Topics are split into partitions. These partitions are then separated in an order. So each partition will be ordered.
So within a topic, there are partitions and within that partition, there are records/data. Hence, while creating topics, you can specify the number of partitions it can have.
Each message within the partition gets an incremental id, called as offset.
There will be guaranteed order of offset values within the partition and not across the partition.
If the data once written to the partition can never be changed. Data within the partition is immutable.
Data within the partition remains for a limited period only.
Now let us see with the below diagram how data is allocated within the partition.
Once the Kafka topic is created and you have specified the number of partitions then the first message to the partition 0 will get the offset 0 and then the next message will have offset 1 and so on.
As you can see, all messages in partition 0 will have incremental id called as offsets. This incremental id is infinite and unbounded.
Similarly for partition 1 has incremental if from 1 to 8 and partition 2 has 0 to 10.
It is not necessary that all partitions have the same number of messages.
Data is assigned randomly to a partition unless the key is given.
Servers are called as Kafka brokers where topics are stored.
Kafka cluster is composed of multiple brokers. After connecting with any Kafka broker (bootstrap broker) then you will be able to connect to any broker.

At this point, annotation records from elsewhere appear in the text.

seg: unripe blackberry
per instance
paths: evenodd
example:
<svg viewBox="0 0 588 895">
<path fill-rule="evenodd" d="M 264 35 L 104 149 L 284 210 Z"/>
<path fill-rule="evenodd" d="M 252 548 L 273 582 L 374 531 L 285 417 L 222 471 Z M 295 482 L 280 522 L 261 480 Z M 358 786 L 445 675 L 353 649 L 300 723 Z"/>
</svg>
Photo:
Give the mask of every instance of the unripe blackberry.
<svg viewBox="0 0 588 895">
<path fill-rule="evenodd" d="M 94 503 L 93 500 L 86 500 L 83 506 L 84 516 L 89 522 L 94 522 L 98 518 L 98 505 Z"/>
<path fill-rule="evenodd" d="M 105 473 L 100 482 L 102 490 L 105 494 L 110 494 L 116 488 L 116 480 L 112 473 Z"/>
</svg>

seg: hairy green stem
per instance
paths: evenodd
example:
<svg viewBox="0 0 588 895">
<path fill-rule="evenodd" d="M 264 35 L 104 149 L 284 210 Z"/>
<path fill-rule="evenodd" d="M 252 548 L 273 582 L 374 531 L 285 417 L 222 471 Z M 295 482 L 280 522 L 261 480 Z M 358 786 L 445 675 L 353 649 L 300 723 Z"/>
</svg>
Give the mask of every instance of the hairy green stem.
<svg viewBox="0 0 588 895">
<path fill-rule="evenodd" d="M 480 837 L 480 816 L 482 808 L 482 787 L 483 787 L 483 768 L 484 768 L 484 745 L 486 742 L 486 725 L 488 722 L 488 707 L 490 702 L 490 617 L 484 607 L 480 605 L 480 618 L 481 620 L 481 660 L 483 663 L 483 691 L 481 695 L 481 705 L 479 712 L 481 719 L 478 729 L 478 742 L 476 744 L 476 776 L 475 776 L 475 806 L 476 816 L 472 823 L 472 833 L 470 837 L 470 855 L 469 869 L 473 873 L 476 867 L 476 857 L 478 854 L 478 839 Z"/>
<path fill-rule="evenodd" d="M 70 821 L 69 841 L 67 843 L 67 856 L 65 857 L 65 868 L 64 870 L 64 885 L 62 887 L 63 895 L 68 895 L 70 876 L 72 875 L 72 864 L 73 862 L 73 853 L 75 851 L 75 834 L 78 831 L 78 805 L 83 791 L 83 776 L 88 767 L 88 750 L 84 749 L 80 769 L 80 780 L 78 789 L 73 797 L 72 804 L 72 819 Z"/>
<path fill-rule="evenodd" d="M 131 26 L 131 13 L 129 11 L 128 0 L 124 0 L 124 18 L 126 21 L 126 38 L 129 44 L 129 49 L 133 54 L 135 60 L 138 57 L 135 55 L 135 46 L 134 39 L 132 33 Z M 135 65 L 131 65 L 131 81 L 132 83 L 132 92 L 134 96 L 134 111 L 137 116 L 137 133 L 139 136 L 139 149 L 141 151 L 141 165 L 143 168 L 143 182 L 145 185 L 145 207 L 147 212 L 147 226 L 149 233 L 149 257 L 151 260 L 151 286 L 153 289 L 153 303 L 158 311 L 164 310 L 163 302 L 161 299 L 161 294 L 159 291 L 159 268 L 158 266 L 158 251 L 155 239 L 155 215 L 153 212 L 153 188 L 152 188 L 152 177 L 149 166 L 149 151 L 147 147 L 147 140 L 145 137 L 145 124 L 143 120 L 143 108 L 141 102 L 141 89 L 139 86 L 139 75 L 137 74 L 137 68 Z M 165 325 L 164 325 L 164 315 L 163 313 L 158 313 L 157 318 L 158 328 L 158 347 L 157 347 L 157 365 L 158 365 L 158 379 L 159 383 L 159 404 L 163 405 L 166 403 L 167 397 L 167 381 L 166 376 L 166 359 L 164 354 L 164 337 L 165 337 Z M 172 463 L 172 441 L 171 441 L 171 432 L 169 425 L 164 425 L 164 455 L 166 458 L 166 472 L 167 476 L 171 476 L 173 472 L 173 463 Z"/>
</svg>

Each Kafka broker is identified by an id. This id will be an integer.
Each Kafka broker will have certain topic partitions. A topic is spread with different partitions of different brokers.
As we know Apache Kafka is distributed so we can define the replication factor which helps as fault-tolerant. Fault-tolerant means if any broker goes down then some other broker will act as lead for that partition of the topic and serve the data.
Topics should have a replication factor of more than 1. Usually, it is 2 or 3.
Let us see the below diagram to explain further.
In this example, we have taken Topic-A with 2 partitions and replication factor as 2.
As you can see that Topic-A with partition 0 is on Broker 1 and Topic-A with partition 1 is on Broker 2. Also, the replica of partition 0 is on Broker 1.
Similarly, the replica of partition 1 is on Broker 3.
Therefore each partition has 2 copies on different Kafka Brokers.
Let’s see what happens if we lose Broker 2.
As you can see Broker 1 and Broker 3 can still serve the data. So replication allowed us to ensure that the data should not be lost.
At any given time only one Kafka broker can be a leader for a given partition.
And only that leader can receive and serve messages for that partition.
Other brokers will only keep copy of the messages by synchronization.
You have learned about Apache Kafka Topics, partitions, offsets, and Brokers. How replication happens in Brokers and what is the leader for a given partition.